Personally, I have been calling it out for years, but now the French competition authority, also known as Autorité de la Concurrence, has also expressed concern about high and opaque commissions in the buying and selling of real estate. They call for stricter supervision of professionals in the sector.

According to the Autorité de la Concurrence, the average commissions charged in France in 2022 were as high as 5.78% of the sale price, while in the rest of the European Union the percentage was less than 4%.

In 2022, the French government asked the Autorité de la Concurrence to investigate the issue, particularly because of the changes occurring in the real estate brokerage market – the services offered by players to bring buyers and sellers together. The competition authority identified several problems, including the opacity of tariffs, unequal information between market players and the fact that they are not all assessed in the same way by the ‘Loi Hoguet’ law, which has been regulating property sales since the 1970s.

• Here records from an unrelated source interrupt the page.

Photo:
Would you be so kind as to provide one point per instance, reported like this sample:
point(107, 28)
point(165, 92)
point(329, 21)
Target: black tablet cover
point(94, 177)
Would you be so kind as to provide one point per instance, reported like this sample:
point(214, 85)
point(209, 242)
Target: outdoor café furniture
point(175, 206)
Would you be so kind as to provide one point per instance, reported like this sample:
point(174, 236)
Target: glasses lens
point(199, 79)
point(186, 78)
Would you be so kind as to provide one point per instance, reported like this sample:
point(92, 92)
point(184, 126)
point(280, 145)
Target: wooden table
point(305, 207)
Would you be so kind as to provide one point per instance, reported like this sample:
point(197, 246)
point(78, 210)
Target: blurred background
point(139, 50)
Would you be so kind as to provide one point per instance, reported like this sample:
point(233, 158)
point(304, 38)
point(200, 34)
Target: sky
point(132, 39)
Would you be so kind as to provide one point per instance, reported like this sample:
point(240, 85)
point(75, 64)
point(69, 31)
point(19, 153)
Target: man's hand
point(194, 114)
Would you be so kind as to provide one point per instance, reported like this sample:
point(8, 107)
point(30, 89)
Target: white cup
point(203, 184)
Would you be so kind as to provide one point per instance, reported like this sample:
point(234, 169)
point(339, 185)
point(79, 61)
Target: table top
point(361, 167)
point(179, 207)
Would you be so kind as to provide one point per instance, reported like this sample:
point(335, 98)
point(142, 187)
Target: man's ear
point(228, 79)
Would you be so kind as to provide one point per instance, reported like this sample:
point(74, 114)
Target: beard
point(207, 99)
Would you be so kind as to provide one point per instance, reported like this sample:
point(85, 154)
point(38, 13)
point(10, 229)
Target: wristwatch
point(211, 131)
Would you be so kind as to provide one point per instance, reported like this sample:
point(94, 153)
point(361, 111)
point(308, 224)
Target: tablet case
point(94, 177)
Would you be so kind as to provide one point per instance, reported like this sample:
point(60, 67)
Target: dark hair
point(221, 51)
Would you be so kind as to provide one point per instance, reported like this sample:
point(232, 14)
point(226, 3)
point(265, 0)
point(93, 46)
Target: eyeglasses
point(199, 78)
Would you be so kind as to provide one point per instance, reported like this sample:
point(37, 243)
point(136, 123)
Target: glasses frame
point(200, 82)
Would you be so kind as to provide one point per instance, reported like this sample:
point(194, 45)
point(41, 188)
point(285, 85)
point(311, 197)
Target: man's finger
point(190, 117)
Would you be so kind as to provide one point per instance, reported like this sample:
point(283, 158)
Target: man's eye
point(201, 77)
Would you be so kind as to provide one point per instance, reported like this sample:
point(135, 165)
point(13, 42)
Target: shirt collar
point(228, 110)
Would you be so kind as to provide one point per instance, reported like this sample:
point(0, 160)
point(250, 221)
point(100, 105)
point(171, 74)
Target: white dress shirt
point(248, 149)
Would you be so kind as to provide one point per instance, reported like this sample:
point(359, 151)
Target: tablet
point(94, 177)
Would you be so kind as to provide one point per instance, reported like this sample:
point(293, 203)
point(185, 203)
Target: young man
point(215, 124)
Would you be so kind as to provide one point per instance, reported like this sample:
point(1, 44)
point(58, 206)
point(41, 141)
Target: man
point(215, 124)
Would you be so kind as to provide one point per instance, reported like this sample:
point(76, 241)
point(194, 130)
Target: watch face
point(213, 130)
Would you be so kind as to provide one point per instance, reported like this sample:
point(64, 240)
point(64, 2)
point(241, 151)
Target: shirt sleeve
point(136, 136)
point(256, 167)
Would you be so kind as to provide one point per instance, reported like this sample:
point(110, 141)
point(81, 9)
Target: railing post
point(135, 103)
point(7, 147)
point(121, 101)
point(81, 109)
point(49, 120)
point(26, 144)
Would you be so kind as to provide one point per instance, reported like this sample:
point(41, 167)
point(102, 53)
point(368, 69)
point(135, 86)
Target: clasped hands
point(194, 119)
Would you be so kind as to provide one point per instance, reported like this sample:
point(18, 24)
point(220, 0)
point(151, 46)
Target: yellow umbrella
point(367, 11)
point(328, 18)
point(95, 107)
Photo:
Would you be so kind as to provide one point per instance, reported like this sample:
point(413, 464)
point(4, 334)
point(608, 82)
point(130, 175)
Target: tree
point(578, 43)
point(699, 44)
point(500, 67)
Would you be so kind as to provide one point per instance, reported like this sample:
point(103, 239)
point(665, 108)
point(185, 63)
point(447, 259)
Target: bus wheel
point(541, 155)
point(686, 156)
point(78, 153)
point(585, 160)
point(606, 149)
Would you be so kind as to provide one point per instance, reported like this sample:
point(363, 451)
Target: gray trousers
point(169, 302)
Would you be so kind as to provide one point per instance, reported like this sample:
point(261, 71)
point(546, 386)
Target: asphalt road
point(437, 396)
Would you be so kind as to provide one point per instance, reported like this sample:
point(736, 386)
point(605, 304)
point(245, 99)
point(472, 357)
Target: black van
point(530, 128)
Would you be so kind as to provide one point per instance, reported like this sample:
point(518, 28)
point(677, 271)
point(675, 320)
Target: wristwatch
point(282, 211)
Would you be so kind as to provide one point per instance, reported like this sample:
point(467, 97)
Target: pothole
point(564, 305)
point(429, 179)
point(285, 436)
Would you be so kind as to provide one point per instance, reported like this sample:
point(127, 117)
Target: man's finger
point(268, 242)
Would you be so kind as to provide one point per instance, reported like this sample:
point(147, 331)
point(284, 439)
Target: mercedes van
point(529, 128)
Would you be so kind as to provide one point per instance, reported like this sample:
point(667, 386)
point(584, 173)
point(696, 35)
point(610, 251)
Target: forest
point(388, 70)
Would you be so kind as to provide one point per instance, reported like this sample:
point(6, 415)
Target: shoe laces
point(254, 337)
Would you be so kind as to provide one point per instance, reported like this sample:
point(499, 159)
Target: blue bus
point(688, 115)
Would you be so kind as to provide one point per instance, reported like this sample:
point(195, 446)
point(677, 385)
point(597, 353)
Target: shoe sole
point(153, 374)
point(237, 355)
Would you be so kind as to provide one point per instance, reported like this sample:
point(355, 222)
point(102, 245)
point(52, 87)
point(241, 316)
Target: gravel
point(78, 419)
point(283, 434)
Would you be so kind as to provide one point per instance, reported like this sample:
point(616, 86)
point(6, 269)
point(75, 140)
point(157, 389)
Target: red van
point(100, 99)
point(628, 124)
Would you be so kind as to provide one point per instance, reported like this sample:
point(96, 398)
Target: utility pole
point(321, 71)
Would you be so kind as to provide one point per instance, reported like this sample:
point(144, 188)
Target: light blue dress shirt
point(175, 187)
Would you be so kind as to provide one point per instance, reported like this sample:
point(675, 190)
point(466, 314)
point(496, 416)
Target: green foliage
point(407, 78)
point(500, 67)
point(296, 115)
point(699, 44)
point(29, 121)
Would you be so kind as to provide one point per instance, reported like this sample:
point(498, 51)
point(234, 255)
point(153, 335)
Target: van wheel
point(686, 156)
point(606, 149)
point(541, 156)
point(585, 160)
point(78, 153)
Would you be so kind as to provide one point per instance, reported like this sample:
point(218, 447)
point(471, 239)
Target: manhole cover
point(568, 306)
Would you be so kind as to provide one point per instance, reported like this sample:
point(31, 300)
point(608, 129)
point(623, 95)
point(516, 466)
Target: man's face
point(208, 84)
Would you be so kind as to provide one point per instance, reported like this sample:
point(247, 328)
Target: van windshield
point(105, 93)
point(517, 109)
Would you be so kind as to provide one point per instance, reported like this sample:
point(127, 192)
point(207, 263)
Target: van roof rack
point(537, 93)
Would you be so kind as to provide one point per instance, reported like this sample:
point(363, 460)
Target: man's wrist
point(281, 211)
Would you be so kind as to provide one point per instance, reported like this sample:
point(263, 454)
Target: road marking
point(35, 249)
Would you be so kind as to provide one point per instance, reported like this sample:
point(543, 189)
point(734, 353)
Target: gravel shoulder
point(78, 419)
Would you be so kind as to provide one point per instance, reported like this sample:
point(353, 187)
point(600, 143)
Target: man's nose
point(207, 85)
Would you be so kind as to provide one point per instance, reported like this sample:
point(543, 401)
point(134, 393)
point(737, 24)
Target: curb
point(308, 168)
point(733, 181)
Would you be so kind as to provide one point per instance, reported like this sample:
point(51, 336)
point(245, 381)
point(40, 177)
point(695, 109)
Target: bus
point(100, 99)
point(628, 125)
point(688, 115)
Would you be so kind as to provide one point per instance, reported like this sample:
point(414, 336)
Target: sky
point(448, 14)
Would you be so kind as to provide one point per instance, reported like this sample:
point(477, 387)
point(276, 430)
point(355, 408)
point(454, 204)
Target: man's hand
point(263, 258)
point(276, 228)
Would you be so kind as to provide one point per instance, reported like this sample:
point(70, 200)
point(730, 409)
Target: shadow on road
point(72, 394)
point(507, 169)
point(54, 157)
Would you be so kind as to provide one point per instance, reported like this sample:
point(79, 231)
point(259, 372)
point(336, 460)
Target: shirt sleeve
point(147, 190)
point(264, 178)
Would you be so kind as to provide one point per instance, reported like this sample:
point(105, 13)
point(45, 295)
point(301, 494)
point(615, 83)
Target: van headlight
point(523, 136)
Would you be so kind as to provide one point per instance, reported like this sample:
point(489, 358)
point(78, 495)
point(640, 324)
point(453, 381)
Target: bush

These problems have arisen particularly with the emergence of “new professions” in the real estate sector, such as online brokers and “real estate coaches”. These professions are not subject to the same legal regulations as traditional real estate agents, but they can get commissions from estate agents. Sometimes their services are charged in an opaque way as part of the commission.

According to the French competition authority, high commissions are a burden on consumers in France. They have calculated that households could save almost €3 billion a year if commissions were brought in line with the European Union average. That is why the Autorité de la Concurrence is proposing a reform that would give households more choice in deciding which tasks they want to do themselves and which they want to leave to intermediaries. They propose to draw up a detailed list of services provided by professionals and to standardise the rules for advertising, especially online. They also want to make public the real estate data that notaries already hold on sale prices and commissions.

The aim of these proposed measures is to reduce information asymmetry and make the application of the Hoguet Act clearer. The French competition authority has submitted its recommendations to the Ministry of Economy.

Whether it will help I doubt, because there are complex causes behind high prices, including people’s habit of offering their homes through multiple estate agents. If everyone wants to earn a living, people have to use fewer estate agents and so estate agents have to disappear. If this does not happen, prices will remain high.